Are the "honey" gourami's affected by the same - the LFS has some "Fire Red Honey Gourami" (trichogaster china) that look nice.

What about a school (shoal?) of harlequin rasboras - those are really nice looking.

Or the tiny little galaxy danios ?

Other ideas ?


----------



## bob123 (Dec 31, 2009)

A shoal of rasboras look great as do danios, maybe rummy nose tetras,also white cloud mountain minnows. Good luck


----------



## joe (Jan 3, 2012)

Id recommend celestial danio's they look great and stay small, a cool school fish with great colour

I had 5 in my 75 gallon planted tank with cbs (crystal black shrimp) and they loved it and looked awesome untill

they took a bite of a cbs then they had to go; but there amazing looking fish and really active my favorite type of danio


----------



## KhuliLoachFan (Mar 8, 2008)

I really recommend a hardy rasbora or a hardy danio! I also recommend white cloud minnows, they are SO pretty....

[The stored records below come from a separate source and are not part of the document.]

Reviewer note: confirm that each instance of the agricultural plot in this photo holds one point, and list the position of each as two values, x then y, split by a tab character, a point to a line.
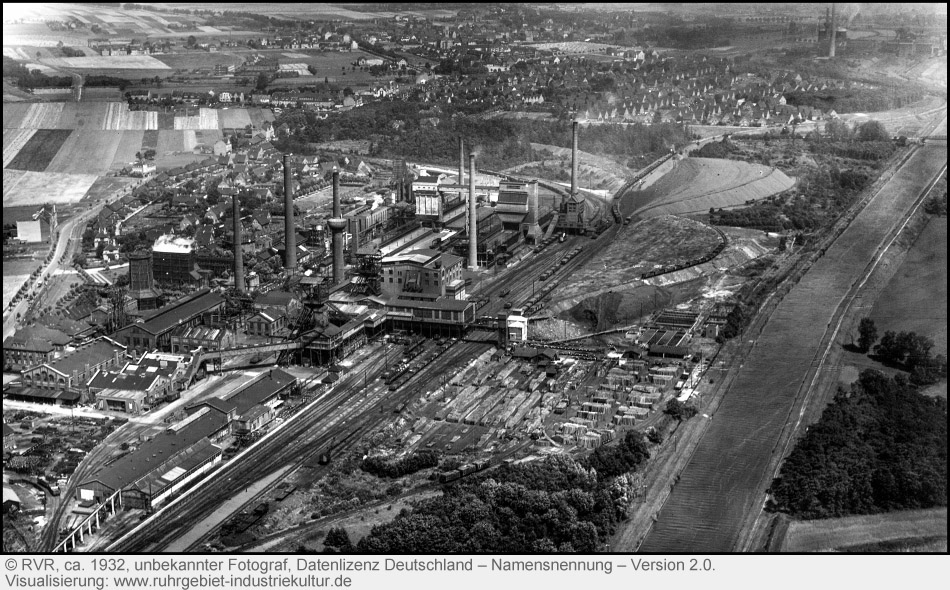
42	115
34	188
234	118
130	143
191	61
734	455
109	62
84	115
13	114
13	142
87	152
39	150
915	299
695	185
838	533
107	187
150	140
119	117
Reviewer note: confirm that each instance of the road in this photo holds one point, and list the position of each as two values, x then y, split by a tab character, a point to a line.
725	479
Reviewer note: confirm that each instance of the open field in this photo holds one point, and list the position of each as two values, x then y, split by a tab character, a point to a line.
234	118
725	480
37	153
129	144
640	248
839	533
88	152
106	187
32	188
915	299
110	62
13	142
41	115
695	185
191	61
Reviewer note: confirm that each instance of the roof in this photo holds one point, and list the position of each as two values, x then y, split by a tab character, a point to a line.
165	318
260	390
158	452
90	354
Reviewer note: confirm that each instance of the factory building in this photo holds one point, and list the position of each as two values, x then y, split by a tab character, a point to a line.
174	261
154	329
148	476
422	274
64	380
152	379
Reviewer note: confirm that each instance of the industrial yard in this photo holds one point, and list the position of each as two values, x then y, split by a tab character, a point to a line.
404	283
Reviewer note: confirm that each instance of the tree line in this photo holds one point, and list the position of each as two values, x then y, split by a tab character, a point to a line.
878	447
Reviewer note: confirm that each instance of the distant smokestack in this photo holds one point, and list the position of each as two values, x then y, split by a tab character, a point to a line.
337	224
472	225
238	240
574	159
461	161
831	50
531	220
290	233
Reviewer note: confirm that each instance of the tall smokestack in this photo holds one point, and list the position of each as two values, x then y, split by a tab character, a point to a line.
461	161
574	159
831	50
531	220
337	224
290	232
238	240
472	225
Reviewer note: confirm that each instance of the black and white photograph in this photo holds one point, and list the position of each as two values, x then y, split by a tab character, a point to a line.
470	294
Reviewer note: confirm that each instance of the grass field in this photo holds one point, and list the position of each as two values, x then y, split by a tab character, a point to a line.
39	150
87	152
110	62
13	142
191	61
697	184
33	188
129	144
724	481
915	299
839	533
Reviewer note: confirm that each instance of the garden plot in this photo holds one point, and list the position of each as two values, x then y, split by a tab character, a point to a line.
694	185
37	153
42	115
234	118
87	152
112	62
34	188
13	142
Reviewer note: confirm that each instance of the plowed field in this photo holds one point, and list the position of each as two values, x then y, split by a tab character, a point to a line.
726	477
697	184
39	150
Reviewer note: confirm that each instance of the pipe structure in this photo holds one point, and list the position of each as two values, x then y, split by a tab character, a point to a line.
574	159
238	240
337	224
290	232
472	225
461	161
833	32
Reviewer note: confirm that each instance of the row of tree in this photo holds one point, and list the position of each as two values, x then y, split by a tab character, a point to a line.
879	447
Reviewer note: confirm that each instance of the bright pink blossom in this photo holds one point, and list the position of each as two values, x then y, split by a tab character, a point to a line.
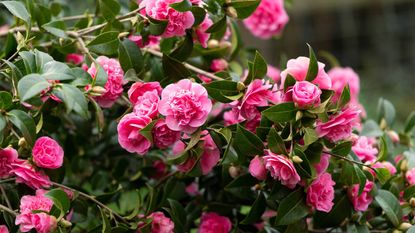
362	201
257	168
364	148
268	19
113	86
320	193
185	105
178	22
47	153
8	155
129	135
282	169
339	126
163	136
298	68
214	223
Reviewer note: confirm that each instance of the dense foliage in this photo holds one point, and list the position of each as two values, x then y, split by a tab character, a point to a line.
154	117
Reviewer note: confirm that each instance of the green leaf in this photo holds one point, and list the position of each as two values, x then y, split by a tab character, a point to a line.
17	9
109	9
292	208
256	211
31	85
130	56
6	100
281	113
390	205
276	143
313	66
24	123
182	6
106	43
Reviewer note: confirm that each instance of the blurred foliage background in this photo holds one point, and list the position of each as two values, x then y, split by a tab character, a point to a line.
374	37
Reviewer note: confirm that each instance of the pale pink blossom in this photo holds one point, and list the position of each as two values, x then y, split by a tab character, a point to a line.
113	86
320	193
282	169
268	19
339	126
185	105
298	68
129	135
214	223
47	153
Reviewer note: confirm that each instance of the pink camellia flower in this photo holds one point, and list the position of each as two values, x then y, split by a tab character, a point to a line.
340	77
274	73
113	87
268	19
339	127
28	219
410	176
306	95
257	168
214	223
129	135
362	201
75	58
147	104
364	148
323	164
320	193
27	174
178	22
163	136
282	169
186	106
160	223
47	153
298	68
219	64
151	41
7	157
139	88
201	34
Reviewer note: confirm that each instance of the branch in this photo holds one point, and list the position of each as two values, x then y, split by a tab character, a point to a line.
187	65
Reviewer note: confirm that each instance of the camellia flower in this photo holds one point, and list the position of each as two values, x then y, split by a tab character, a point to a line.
362	201
163	136
364	148
178	22
268	19
306	95
257	168
339	127
113	86
214	223
28	219
129	135
298	68
7	157
47	153
320	193
282	169
186	106
160	223
27	174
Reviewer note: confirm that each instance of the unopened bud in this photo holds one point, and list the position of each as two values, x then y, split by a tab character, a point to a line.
297	159
231	12
213	44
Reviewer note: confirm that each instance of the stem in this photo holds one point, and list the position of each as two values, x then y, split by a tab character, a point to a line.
187	65
91	198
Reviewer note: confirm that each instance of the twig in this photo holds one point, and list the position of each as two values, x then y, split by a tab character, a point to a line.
91	198
187	65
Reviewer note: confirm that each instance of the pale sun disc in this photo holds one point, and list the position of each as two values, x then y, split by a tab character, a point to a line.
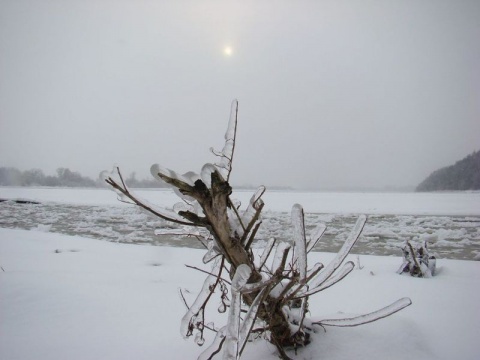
227	51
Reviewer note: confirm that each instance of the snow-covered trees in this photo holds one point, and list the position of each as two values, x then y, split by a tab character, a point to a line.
269	289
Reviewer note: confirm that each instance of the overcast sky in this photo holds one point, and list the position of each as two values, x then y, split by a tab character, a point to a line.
332	94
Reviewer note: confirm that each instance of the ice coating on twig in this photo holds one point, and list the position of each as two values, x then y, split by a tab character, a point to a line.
186	325
316	236
249	320
215	346
233	324
225	164
206	174
253	206
157	170
266	253
281	249
339	275
367	318
300	257
341	255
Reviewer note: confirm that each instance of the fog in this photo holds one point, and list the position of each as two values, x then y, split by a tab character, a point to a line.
332	95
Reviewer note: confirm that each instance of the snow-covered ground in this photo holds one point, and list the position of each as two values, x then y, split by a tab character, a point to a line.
66	297
452	220
71	297
442	203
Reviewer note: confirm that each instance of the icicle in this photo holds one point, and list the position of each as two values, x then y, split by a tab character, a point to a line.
255	203
216	345
233	324
279	254
157	169
342	254
266	253
316	236
206	174
250	320
300	258
225	165
367	318
344	271
187	320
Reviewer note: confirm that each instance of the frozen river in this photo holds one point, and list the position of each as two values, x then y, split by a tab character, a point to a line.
450	221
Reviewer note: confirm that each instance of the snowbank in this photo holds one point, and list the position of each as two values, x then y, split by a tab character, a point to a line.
73	298
439	203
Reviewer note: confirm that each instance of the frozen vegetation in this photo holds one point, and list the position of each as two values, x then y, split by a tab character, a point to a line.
66	297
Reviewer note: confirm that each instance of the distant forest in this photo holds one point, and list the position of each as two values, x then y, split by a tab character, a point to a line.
10	176
463	175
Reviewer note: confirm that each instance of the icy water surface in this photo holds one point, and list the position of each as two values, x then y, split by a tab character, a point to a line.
451	237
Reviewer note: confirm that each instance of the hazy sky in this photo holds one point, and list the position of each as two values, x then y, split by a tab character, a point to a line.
331	93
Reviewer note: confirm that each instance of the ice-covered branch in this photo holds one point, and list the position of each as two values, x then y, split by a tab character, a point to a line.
367	318
160	212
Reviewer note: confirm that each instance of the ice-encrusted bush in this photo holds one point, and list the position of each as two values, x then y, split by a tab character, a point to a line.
268	291
417	261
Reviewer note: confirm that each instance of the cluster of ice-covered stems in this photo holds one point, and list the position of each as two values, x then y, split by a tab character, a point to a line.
417	261
274	284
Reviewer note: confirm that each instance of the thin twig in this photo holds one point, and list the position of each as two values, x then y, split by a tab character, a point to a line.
207	272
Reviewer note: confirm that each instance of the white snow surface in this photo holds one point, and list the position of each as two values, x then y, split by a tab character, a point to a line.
64	297
438	203
70	297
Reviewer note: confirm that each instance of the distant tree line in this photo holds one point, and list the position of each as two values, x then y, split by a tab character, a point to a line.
463	175
10	176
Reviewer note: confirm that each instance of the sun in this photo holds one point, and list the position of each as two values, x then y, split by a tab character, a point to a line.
227	51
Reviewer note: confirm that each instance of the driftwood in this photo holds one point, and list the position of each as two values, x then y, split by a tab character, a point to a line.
274	285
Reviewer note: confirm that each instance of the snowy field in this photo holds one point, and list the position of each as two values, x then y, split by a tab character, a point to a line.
72	297
66	297
451	221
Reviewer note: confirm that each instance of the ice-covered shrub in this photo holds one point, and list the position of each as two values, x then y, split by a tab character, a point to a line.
417	261
268	291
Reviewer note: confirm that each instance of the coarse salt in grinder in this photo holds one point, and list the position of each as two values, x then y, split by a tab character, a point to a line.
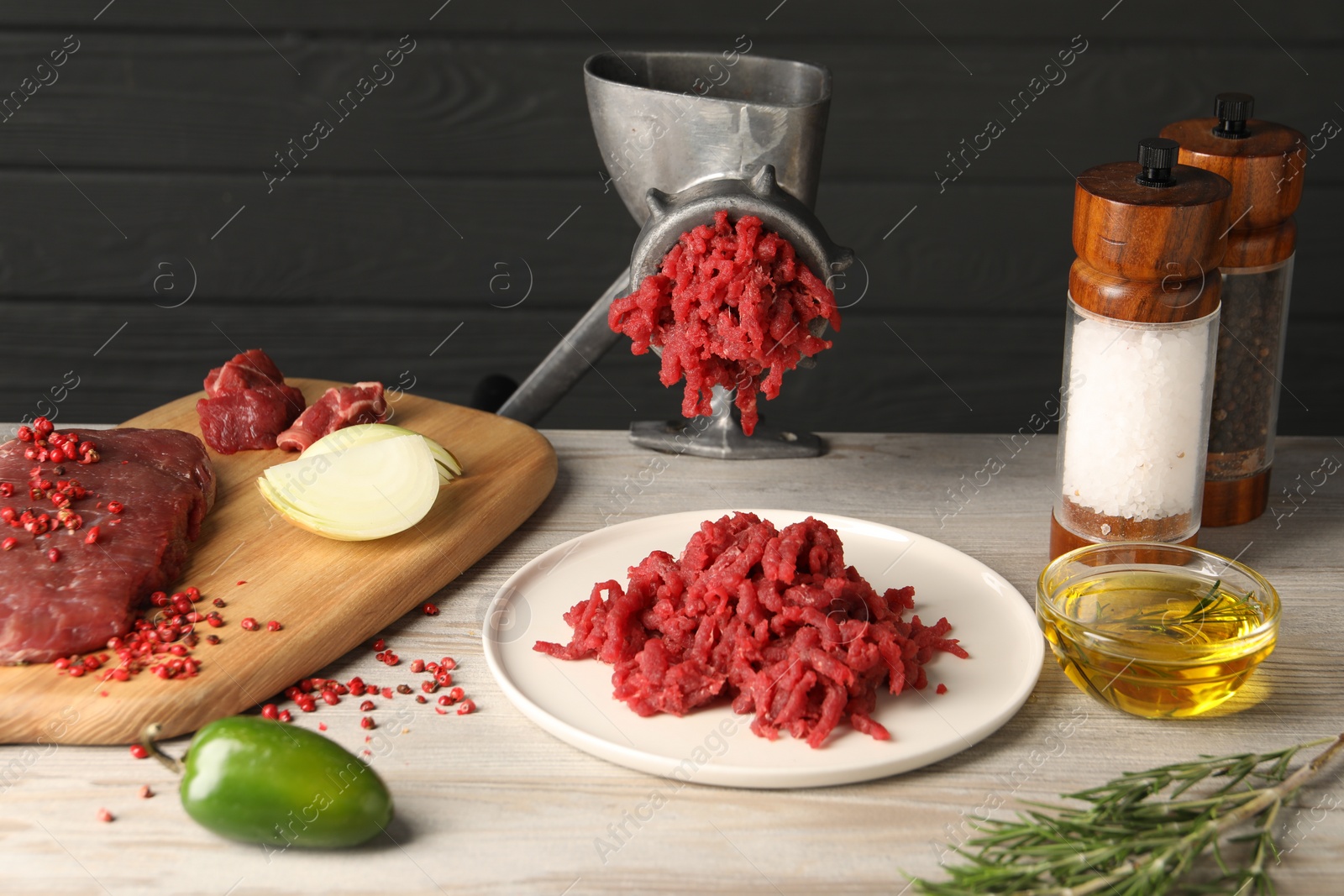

I love Celestial Pearl Danios but I haven't managed to keep them alive for anything like their full healthy lifetimes. 

Hope you have a good lid, as SAEs are jumpers!

Warren

P.S. I have a very hardy shrimp species that would be a fun addition to any community tank. (Macrobrachium assamensis.)


----------



## joe (Jan 3, 2012)

How many of those shrimp do you have??
I Wouldnt mind a few, how big are they full grown?



KhuliLoachFan said:


> I really recommend a hardy rasbora or a hardy danio! I also recommend white cloud minnows, they are SO pretty....
> 
> I love Celestial Pearl Danios but I haven't managed to keep them alive for anything like their full healthy lifetimes.
> 
> ...


----------



## KhuliLoachFan (Mar 8, 2008)

They are a bit bigger than ghost shrimp : About 2.5" typically.

W


----------



## rubadub (Sep 12, 2010)

1 red belly piranha lol


----------



## HOWsMom (Jan 3, 2012)

rubadub said:


> 1 red belly piranha lol


Uh . . . . no.


----------



## rubadub (Sep 12, 2010)

pffft but they're beautiful lol


----------



## tom g (Jul 8, 2009)

*fish*

Hey there , have a look at german rams, blue rams or a pair 
Kribsnsiss. Very good community fish , nice colours.
I have had a pea puffer in my community tank with no issues
Angels . Even a few dwar frogs they are fun to watch .
Just my thoughts
Tom


----------



## HOWsMom (Jan 3, 2012)

rubadub said:


> pffft but they're beautiful lol


I can agree to that - they are definitely nice looking.


----------



## zfarsh (Apr 7, 2011)

i agree with one of the poster, *White Cloud Mountain Minnows *are so damn pretty, i think this is probably my favorate "small" fish, also very light on the bioload as compared to guppies.

If you have a dedicated red cherry shimp tank, i would say add some as a test (not the smallest ones, but say the average size to begin), mine are getting along. However, you need to have a good planted tank where hidding spots are plentiful. See how it goes, red cherry shrimps are a nice addition to any tank that is well planted. You must not have ghost shrimp in the tank though. Bamboo shrimp and Amano Shrimps are fine too, and compatible with the red chery shrimp and guppies.


----------



## HOWsMom (Jan 3, 2012)

The red cherries are in a dedicated 5g.

The guppies are in a 30g.

Why no ghosts with the red cherries?


----------



## zfarsh (Apr 7, 2011)

If you have alot of surplus of cherries, put some in the 30 g as a test, and see how it goes. That way, if some get eaten, you wont feel bad and will still have your dedicated tank for the cherries, for them to keep breeding. So you can always dump the surplus there, but that is assuming you give them a fair chance by having alot of plants / hidding spot. I havent checked all your fish, but currently, i dont have problem with guppies and white cloud for the cherry shrimps.

As for ghost shrimp, they can eat the cherry shrimps. I personnaly dont have any ghost, as it is one of the incompatible shrimps, and didnt see any use to it, when there are shrimps such as cherry, amano, fan shrimp, which are peacefull and can co-exist togheter (bullying might be present, but not eating each-other). Also, ghost dont really eat algua, but the cherry and amano do!!!! The cherry will eat anything actually.


----------



## HOWsMom (Jan 3, 2012)

So far, I still just have the 10 cherries. No breeding observed yet.
3 females though, so hopefully they will increase in number.

The 30g just has the guppies and the algae eaters.


----------